Figure 2: DNA collection windows for positive (bottom trace) and negative (top trace) selection steps.

PAUSE POINT The collected fraction should be stored at –20 °C. DNA in the fractions is stable for several months.

Determination of optimum number of cycles for preparative PCR

  • 23. Set up 20 µL amplification reaction mixture for the fraction collected in step 22, with the components as described in table 1.

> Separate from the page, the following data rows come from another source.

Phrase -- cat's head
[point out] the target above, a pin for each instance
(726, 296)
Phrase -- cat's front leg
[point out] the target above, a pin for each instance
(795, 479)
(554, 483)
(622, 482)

Table 1: Contents of the quantitative PCR amplification reaction mixture

  • 2x real-time PCR master mix with SYBR Green – 10 µL
  • Forward primer (10 µM) – 0.6 µL (to 300 nM)
  • Reverse primer (10 µM) – 0.6 µL (to 300 nM)
  • Template – 1 µL
  • ddH2O – 7.8 µL

    1. Amplify the reactions using the PCR program detailed in table 2. Program the real-time thermal cycler to measure fluorescence from SYBR green after every amplification cycle.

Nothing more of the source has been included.